Rubén Cañate, uno de los candelarieros, llegó a la ciudad hace 16 años y desde entonces no ha hecho otra cosa. “A veces gano 45.000, a veces 25.000, pero siempre gano, el tinto se vende porque el calor saca calor”.
Rubén es el último tintero en salir. Lo hace a las 5:30 de la mañana, momento en que el administrador aprovecha y se va a dormir hasta las nueve de la mañana, cuando se levanta para estar pendiente de quienes vuelven a la casa a recargar sus termos de café, agua o leche.
La cafetería nunca está sola o en silencio.
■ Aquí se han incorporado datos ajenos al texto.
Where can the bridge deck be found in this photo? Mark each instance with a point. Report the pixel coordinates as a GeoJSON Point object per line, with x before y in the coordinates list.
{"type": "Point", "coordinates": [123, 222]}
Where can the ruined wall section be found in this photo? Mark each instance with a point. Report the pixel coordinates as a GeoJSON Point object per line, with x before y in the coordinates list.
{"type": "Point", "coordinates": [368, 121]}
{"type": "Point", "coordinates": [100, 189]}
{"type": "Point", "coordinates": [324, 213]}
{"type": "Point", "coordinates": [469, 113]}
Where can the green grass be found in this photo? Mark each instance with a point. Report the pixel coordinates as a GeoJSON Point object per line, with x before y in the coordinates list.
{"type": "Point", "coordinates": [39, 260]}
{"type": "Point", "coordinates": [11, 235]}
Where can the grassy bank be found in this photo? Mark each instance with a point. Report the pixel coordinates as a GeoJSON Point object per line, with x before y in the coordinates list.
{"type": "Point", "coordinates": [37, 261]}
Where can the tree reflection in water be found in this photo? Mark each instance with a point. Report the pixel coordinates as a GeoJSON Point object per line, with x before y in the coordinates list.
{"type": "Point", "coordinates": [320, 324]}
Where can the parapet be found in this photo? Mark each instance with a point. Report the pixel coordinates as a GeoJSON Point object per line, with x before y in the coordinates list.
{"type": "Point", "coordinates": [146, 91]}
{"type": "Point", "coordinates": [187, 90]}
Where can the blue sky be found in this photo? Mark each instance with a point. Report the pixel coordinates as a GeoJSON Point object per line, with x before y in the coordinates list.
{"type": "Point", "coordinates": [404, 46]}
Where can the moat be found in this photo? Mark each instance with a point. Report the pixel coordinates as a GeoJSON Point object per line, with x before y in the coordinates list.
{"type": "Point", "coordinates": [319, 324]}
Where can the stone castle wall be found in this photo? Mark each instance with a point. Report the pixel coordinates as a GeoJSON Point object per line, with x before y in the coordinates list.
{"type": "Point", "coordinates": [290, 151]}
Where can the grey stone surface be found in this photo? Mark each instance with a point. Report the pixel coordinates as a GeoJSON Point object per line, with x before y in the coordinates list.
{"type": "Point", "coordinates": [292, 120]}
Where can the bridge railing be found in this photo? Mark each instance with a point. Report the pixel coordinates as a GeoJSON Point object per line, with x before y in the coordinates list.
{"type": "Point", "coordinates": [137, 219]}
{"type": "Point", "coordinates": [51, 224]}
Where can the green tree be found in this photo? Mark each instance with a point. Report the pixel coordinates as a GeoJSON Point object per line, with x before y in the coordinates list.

El desayuno de todos es siempre café: una o dos tazas que los más viejos toman sin azúcar y los más jóvenes degustan con leche y azúcar, al lado de una porción de pan o una galleta de soda como acompañantes.
“Es que al que le gusta el tinto le sirven también dos tazas”, dice Alexander Cervantes
Como administrador recibe todos los días gente que quiere sumarse al ejército de tinteros, tras escasear el trabajo en el sector agrícola la principal fuente de empleo del sur del Atlántico. Son por lo general candelarieros que engrosan las cifras de desempleo que tienen la ciudad.
Aunque en la última medición del Departamento Administrativo Nacional de Estadísticas, Dane, había 877.755 personas trabajando en sectores como la industria, el comercio, los hoteles y restaurantes, unas 86.649 estaban buscando empleo y no habían podido hallarlo.
Sin más remedio buscan la casa del barrio Boston.
Un largo y angosto pasillo conecta la sala con el patio, que es una especie de solar multiuso. Ahí se lava y tiende la ropa, se hacen tertulias después de la jornada y se organizan sesiones de peluquería que alguien lidera con una tarifa de 3.000 pesos por corte.
Entre quienes logran acomodarse en las habitaciones hay padres, hijos, hermanos, tíos y vecinos que esperan reunir algunos pesos para mandar a sus casas.
Esta es la única casa que además de trabajo les ofrece un lugar para dormir.
Poco les importan las incomodidades. Saben que es por poco tiempo. La ilusión es poder regresar un día a su pueblo, envueltos en un mejor aroma.